Infineon rolls next-gen powertrain microcontrollers

MUNICH, Germany — With a new family of 32-bit microcontrollers, Infineon hopes to attract designers of next-generation powertrain ECUs. The devices allocate sufficient number crunching capacity to run sophisticated engine control algorithms required to reduce exhaust gas emissions and fuel consumption at the same time, Infineon claims.

The new microcontroller family, dubbed 'Audo Future' is based on the vendor's Tricore architecture which incorporates a main processor and a separate Peripheral Control Processor (PCP), both with 32-bit data bus, on a single chip. According to Axel Hahn, Director Application Line Powertrain for Infineon, the Audo Future line has a larger on-chip memory and runs at higher clock frequencies compared to earlier Tricore implementations.

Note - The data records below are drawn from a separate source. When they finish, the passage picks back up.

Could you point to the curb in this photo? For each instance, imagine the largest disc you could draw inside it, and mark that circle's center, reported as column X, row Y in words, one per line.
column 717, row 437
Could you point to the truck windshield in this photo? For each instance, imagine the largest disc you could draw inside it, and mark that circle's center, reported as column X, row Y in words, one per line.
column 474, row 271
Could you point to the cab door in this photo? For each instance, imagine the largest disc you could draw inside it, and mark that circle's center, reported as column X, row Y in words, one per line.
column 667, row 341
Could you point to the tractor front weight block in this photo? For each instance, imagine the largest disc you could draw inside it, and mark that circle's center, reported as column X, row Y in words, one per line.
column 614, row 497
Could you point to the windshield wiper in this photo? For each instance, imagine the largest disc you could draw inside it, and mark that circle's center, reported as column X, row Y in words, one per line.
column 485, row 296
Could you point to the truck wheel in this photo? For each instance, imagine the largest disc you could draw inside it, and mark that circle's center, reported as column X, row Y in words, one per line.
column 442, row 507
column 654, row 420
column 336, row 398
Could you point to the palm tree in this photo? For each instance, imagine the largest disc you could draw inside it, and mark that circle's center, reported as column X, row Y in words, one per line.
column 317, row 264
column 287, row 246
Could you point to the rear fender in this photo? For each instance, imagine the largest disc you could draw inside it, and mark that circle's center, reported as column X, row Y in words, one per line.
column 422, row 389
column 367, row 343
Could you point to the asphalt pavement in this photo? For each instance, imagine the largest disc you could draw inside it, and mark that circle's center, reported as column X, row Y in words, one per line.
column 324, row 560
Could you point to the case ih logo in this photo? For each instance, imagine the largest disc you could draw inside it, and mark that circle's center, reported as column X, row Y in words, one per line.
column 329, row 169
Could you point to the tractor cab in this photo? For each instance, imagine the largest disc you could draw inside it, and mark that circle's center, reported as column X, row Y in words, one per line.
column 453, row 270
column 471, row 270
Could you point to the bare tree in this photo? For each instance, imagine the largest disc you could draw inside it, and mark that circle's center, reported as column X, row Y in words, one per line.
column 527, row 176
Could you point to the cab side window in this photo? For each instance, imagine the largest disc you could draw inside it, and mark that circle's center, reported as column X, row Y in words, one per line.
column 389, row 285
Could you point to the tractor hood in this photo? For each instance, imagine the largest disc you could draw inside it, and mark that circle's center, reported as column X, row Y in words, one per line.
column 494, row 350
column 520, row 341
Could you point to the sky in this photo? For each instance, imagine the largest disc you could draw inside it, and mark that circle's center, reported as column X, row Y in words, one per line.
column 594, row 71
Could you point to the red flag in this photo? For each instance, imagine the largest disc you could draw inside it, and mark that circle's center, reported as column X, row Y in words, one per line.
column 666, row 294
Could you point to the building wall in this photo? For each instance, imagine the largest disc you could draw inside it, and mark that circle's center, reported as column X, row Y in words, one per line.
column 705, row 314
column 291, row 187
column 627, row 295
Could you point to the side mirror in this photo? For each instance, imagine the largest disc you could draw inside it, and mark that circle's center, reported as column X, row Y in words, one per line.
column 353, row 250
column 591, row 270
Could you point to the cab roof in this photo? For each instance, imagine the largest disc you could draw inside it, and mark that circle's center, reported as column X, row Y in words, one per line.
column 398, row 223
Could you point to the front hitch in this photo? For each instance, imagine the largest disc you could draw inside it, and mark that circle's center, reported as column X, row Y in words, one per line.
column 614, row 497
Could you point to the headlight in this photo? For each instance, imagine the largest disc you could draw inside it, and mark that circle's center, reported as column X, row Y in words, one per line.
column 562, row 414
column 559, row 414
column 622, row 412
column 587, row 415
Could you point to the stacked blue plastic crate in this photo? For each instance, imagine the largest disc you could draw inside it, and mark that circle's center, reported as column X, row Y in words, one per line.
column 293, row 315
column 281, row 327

“New EU regulations such as the Euro5 standard which will be in force from 2009 require 25 percent lower emissions. This can only be achieved by tight control of many different parameters in the motor – for instance through very exact control of valve positions, fuel injection timing and amount and ignition timing. With advanced piezo-based injection control mechanisms, the entire injection process is divided into 16 different doses for each ignition cycle,” Hahn explained. “OEMs today use complex computing models to calculate the ideal timing. This all calls for an enormous computing power.”

In addition, motor control ECUs have to deal much more with communication compared to earlier generations, he said. For this reason, the Audo Future chips have several CAN modules on board; one model is equipped with an integrated FlexRay peripheral. “We expect the OEMs to bring FlexRay-equipped vehicles into volume production in the 2010 / 2011 time frame,” Hahn explained.

In order to improve cost-effectiveness, Infineon integrated functions earlier implemented as a separate ASIC onto the microcontroller. An instance is the knock control system which is now integrated as a peripheral module and, in part, in software.

In terms of software, Infineon follows an open approach, said Hahn. While the company provides the Autosar layers required to run the communication protocols for the on-chip CAN and FlexRay controllers, these software modules also can be sourced from third parties. Operating systems are available from external partners.